İsrail’in sorunu tarih boyunca vatansız kalmış ve soykırımlara uğramış Yahudilere Filistinlilerin yurtlarını gasp ve işgal ederek bir vatan elde etme çabasından kaynaklanmamaktadır. Asıl sorun İsrail’in bir devlet yerine, bir terör ve vahşet makinesi olarak dizayn edilmesinden kaynaklanmaktadır. Bakanlar Kurulunda suikast kararlarının alındığı tek ülke İsrail’dir. Filistinlilere saldırılar yapılırken sadistçe bir keyifle sarhoş olan yöneticilerin olduğu terör örgütünün adı İsrail’dir. Kurulduğundan beri bu örgütün sözde devlet başkanları, başbakanları ve bakanları tescil edilmiş teröristler listesinde yer almaktadırlar. Başbakan Netanyahu’nun ve diğer İsrailli bakanların İsrailli Nazilerin insani yardım filosuna karşı yapmış oldukları son terörist saldırıyı desteklemeleri hiçbir şekilde sürpriz değildir.
İsrail, yıllardır dünyayı her gün Filistinlilerin öldürülmesine alıştırmıştı. Daha doğrusu o, Arapları öldürmeye hakkı olduğuna dünyayı ikna etmişti. İnsanlığın vicdanını temsil etmek için harekete geçen bir avuç insani yardım görevlisine karşı giriştiği vahşet ve cinayetle İsrail, yeryüzünde yaşayan herkesi din, dil, ülke ve ırk ayırımı olmadan öldürmeye hakkı olduğunu fiilen deklare etmiştir.Başka bir ifade ile İsrail, kendi uğruna bütün insanlığı öldürmeye hazır çılgınca bir ruh hali içinde olduğunu göstermektedir.Dünyanın para, siyaset ve medya gücünü elinde bulunduran Yahudilere dayanarak dünyayı şimdiye kadar aldatmayı başaran İsrail’e artık insanlık itibar etmemektedir, çünkü İsrail, sadece Ortadoğu’da değil bütün dünyada kaldırılması ve dayanılması mümkün olmaya bir canavara dönüşmektedir.

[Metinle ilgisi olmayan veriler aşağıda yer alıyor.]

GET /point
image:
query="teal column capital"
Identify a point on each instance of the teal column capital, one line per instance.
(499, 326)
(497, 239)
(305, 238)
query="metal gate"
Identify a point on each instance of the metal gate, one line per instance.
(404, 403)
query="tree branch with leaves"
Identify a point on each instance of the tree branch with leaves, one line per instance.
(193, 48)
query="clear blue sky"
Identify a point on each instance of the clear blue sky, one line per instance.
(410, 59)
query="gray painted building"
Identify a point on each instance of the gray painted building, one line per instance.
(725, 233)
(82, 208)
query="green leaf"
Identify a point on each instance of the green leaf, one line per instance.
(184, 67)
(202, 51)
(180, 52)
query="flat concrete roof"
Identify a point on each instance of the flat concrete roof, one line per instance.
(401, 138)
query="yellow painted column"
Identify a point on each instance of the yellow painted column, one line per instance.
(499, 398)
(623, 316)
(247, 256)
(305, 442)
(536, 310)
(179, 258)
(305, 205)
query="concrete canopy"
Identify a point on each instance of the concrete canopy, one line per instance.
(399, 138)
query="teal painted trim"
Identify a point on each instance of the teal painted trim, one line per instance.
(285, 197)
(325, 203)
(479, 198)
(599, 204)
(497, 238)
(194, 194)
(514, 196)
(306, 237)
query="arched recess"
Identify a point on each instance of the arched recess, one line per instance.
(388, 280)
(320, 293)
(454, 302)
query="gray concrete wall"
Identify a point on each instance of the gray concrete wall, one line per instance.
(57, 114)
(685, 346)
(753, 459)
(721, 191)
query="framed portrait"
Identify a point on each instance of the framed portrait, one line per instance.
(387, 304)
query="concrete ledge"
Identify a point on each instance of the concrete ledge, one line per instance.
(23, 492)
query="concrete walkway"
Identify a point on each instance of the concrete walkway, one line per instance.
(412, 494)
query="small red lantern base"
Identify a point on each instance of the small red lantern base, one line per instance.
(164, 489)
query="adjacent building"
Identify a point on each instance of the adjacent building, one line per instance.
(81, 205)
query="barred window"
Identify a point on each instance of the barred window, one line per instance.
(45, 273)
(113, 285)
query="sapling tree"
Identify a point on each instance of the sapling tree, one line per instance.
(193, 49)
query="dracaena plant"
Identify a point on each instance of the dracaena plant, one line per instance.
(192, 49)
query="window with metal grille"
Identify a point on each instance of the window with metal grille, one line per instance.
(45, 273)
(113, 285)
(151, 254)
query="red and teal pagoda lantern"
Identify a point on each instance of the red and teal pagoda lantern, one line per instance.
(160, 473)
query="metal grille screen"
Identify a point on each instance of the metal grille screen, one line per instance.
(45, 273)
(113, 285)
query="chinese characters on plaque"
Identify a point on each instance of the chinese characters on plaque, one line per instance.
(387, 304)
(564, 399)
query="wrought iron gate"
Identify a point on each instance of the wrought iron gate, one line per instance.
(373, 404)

İsrail denilen terör ve vahşet makinesinin kendisini uluslar arası hukukun üstünde dokunulmaz, Tanrısal güçlerle donanmış olma vehmine sahip olduğu hep söylenmektedir. Gerçektende İsrail, BM dahil hiçbir uluslar arası kuruluğu umursamamaktadır. Uluslar arası Atom Enerjisi gibi kurumlar, İsrail’in insanlığa karşı geliştirdiği nükleer soykırım planları karşısında sessiz kalmak dışında hiçbir şey yapamamaktadırlar. İsrail’in kendisini uluslar arası hukukun ve kurumların üstünde gördüğü doğru, ama eksik bir tespittir. İsrail’in kendisini sadece uluslar arası hukukun üstünde değil, bütün insanlığın üstünde görmektedir.
İnsani yardım gönüllülerine karşı İsrailli Nazilerin giriştiği katliamdan dolayı ortaya çıkan durumu, Türkiye ve İsrail arasında meydana gelen bir krize indirgemek hiçbir şekilde doğru değildir. Mevcut durum Filistinliler ve İsrailliler arasında bir çatışma hali de değildir. Şu an dünya ikiye ayrılmış durumdadır. Mevcut durumun iki tarafı vardır. Bir tarafta insanlık vardır, bir tarafta İsrail vardır. Adalet, özgürlük ve barış değerlerine inanan insanlık, İsrail’i vahşeti, barbarlığı ve zulmüyle baş başa bırakmıştır. İnsani yardım gönüllülerine karşı gerçekleştirilen vahşet ve katliamın en önemli sonucu, İsrail’in insanlık ailesinden dışlanmasıdır. İsrail’i HAMAS yada Hizbullah roketleri mağlup etmemiştir. İsrail, insanlığa karşı giriştiği ahlak ve vicdan savaşını kaybetmiştir. İnsanlık onuru, yirminci yüzyılda Hitler ve Stalin vahşetini yendiği gibi, yirmi birinci yüzyılda İsrail Nazizmini de yenecektir.